STAT151A Homework 2 (with solutions)
This homework is due on Gradescope on Monday September 30th at 9pm.
1 Ordinary least squares in matrix form
Consider simple least squares regression \(y_n = \beta_1 + \beta_2 x_n + \varepsilon_n\), where \(x_n\) is a scalar. Assume that we have \(N\) datapoints. We showed directly that the least–squares solution is given by
\[ \begin{aligned} \hat{\beta}_1 ={}& \overline{y} - \hat{\beta}_2 \overline{x} &and\quad\quad \hat{\beta}_2 ={}& \frac{\overline{xy} - \overline{x} \, \overline{y}} {\overline{xx} - \overline{x}^2}. \end{aligned} \]
Let us re–derive this using matrix notation.
(a)
Write simple linear regression in the form \(\boldsymbol{Y}= \boldsymbol{X}\boldsymbol{\beta}+ \boldsymbol{\varepsilon}\).

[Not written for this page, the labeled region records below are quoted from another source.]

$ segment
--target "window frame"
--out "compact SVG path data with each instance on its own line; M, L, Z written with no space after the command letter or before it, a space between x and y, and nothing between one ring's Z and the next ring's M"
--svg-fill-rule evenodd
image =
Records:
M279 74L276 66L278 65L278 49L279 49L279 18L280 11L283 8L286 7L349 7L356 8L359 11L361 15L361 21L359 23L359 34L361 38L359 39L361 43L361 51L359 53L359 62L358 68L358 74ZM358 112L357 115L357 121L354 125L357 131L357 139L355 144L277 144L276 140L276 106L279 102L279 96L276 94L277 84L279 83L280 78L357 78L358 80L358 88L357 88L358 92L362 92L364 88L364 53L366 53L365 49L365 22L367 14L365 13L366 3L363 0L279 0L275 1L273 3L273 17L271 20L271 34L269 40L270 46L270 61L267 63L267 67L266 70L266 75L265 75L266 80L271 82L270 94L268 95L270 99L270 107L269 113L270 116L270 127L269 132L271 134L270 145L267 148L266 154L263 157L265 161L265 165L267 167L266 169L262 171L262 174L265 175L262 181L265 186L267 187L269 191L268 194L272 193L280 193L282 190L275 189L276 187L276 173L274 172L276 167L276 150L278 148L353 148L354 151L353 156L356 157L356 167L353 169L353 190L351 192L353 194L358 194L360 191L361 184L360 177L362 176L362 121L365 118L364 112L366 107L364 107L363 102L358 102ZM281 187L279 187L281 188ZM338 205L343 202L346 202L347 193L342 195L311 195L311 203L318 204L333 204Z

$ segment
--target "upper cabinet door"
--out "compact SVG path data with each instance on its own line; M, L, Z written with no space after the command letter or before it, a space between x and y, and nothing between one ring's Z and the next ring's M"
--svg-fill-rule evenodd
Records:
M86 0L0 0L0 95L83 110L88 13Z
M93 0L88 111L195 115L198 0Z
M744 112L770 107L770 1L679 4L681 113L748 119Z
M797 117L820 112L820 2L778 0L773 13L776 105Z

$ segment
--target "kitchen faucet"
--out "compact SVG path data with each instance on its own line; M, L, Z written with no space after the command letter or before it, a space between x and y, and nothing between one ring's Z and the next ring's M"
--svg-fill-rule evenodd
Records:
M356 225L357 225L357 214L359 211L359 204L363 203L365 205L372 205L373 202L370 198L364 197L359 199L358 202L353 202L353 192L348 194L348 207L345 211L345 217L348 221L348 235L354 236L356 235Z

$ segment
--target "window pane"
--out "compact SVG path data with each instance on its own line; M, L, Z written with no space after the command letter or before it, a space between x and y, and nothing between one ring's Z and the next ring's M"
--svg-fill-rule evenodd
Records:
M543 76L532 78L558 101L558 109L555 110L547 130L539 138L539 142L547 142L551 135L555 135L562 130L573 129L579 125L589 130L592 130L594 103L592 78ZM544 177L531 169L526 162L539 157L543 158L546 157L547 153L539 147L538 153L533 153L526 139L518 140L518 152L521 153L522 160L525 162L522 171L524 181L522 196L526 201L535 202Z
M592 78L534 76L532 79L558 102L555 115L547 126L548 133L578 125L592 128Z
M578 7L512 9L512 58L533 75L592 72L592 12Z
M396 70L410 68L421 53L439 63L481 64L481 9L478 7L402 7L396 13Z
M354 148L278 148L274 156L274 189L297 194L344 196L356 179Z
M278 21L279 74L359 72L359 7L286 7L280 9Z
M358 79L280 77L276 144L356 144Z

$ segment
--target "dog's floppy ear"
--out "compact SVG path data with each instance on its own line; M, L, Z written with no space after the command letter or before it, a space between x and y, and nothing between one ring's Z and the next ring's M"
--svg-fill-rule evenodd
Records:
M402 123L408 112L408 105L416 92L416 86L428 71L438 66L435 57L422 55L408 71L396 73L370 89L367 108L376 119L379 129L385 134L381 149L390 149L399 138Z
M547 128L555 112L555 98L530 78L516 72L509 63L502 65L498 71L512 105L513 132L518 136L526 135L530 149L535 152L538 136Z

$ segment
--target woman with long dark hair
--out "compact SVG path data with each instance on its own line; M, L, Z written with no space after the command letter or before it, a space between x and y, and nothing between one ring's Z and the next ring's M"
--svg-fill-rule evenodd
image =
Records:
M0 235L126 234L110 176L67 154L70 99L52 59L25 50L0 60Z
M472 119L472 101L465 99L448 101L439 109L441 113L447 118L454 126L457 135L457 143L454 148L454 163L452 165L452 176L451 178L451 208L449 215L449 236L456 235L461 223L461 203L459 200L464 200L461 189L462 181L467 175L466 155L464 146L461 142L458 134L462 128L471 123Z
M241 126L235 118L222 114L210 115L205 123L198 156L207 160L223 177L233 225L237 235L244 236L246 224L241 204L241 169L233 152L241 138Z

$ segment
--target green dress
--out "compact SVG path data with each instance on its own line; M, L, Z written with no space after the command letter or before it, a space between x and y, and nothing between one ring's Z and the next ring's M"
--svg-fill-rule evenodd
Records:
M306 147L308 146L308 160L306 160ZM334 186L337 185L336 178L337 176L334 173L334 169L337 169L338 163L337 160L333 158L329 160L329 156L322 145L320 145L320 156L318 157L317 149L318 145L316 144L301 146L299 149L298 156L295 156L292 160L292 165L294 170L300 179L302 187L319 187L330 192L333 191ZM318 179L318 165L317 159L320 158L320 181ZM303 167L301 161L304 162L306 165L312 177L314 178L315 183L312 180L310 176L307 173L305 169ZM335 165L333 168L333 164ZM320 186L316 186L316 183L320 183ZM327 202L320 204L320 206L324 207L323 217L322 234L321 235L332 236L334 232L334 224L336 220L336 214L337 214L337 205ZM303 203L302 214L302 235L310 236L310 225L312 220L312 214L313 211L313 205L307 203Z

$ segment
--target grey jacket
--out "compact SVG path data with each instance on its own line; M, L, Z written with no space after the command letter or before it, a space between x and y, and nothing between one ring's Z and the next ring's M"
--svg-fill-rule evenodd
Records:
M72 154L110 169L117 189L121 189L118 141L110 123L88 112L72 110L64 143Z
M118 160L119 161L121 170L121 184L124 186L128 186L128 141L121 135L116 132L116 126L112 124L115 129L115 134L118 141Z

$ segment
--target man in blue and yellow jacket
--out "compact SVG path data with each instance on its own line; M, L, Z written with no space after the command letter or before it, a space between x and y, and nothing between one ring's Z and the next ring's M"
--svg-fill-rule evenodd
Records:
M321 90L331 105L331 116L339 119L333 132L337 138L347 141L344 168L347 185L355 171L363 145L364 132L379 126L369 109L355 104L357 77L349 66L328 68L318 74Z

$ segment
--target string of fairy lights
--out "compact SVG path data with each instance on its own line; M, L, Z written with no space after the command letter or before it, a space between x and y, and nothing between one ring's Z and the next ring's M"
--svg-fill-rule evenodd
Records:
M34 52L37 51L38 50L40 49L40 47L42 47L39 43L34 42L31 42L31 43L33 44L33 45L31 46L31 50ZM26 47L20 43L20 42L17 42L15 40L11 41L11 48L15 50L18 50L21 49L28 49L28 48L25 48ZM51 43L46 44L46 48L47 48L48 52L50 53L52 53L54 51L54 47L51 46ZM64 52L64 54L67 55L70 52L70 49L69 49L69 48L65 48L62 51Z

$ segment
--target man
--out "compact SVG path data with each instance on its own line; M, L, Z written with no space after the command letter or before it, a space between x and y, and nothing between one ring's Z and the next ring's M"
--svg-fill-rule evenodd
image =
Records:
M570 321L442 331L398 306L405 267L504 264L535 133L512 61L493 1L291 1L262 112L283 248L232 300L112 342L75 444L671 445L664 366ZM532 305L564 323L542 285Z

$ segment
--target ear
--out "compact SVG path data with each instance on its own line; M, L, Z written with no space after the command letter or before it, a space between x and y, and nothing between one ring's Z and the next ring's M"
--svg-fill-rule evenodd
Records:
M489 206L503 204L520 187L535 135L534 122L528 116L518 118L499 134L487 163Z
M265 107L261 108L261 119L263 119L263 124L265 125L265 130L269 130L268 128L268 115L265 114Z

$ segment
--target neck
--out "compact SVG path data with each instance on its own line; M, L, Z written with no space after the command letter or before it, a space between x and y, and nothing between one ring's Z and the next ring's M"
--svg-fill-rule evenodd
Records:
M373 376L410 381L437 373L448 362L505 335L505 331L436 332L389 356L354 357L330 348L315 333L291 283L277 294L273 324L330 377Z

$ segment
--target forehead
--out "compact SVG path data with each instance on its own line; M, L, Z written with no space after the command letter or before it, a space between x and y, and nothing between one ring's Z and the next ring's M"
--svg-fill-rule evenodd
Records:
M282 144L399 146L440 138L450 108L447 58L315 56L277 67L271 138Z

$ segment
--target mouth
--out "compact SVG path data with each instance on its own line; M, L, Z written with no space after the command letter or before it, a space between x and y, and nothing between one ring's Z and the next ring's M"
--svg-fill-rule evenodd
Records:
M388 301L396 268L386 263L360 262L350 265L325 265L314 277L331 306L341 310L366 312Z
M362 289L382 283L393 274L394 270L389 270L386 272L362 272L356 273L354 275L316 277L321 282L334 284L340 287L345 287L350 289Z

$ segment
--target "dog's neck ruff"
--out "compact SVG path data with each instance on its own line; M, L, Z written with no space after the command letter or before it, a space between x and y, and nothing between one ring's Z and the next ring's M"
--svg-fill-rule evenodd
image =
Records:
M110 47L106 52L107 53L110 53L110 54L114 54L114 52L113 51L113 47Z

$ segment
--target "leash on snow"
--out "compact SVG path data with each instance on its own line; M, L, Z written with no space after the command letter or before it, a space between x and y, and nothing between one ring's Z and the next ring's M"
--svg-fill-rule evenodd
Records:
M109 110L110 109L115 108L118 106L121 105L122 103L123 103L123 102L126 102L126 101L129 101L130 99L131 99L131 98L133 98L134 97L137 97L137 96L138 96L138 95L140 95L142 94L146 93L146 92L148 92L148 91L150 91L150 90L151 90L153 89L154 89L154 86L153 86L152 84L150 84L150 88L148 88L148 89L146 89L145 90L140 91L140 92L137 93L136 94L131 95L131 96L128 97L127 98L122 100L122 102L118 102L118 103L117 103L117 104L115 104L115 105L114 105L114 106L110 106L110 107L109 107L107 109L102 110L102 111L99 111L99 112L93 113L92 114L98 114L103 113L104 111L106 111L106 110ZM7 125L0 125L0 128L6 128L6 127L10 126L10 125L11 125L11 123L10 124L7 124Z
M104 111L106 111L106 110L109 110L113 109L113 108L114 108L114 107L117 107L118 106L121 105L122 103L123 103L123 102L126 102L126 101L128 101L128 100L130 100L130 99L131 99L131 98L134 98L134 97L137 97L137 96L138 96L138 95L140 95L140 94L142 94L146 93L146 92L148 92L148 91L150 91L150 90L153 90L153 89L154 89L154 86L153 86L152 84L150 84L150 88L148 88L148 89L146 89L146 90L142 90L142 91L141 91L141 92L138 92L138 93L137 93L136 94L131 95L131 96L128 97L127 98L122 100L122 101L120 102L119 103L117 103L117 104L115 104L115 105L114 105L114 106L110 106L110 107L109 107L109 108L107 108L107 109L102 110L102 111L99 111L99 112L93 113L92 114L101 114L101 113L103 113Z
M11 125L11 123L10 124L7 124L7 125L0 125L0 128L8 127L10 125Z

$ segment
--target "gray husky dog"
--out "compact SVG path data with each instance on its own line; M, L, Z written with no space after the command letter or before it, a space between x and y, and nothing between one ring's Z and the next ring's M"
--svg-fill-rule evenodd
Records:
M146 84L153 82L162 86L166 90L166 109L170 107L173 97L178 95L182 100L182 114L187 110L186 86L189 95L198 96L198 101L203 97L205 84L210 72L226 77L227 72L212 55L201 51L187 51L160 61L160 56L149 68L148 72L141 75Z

Be precise about what goes into each entry of \(\boldsymbol{Y}\), \(\boldsymbol{X}\), \(\boldsymbol{\beta}\), and \(\boldsymbol{\varepsilon}\). What are the dimensions of each?
(b)
We proved that the optimal \(\hat{\boldsymbol{\beta}}\) satisfies \(\boldsymbol{X}^\intercal\boldsymbol{X}\hat{\boldsymbol{\beta}}= \boldsymbol{X}^\intercal\boldsymbol{Y}\). Define the “barred quantities” \[ \begin{aligned} \overline{y} ={}& \frac{1}{N} \sum_{n=1}^Ny_n \\ \overline{x} ={}& \frac{1}{N} \sum_{n=1}^Nx_n \\ \overline{xy} ={}& \frac{1}{N} \sum_{n=1}^Nx_n y_n \\ \overline{xx} ={}& \frac{1}{N} \sum_{n=1}^Nx_n ^2, \end{aligned} \]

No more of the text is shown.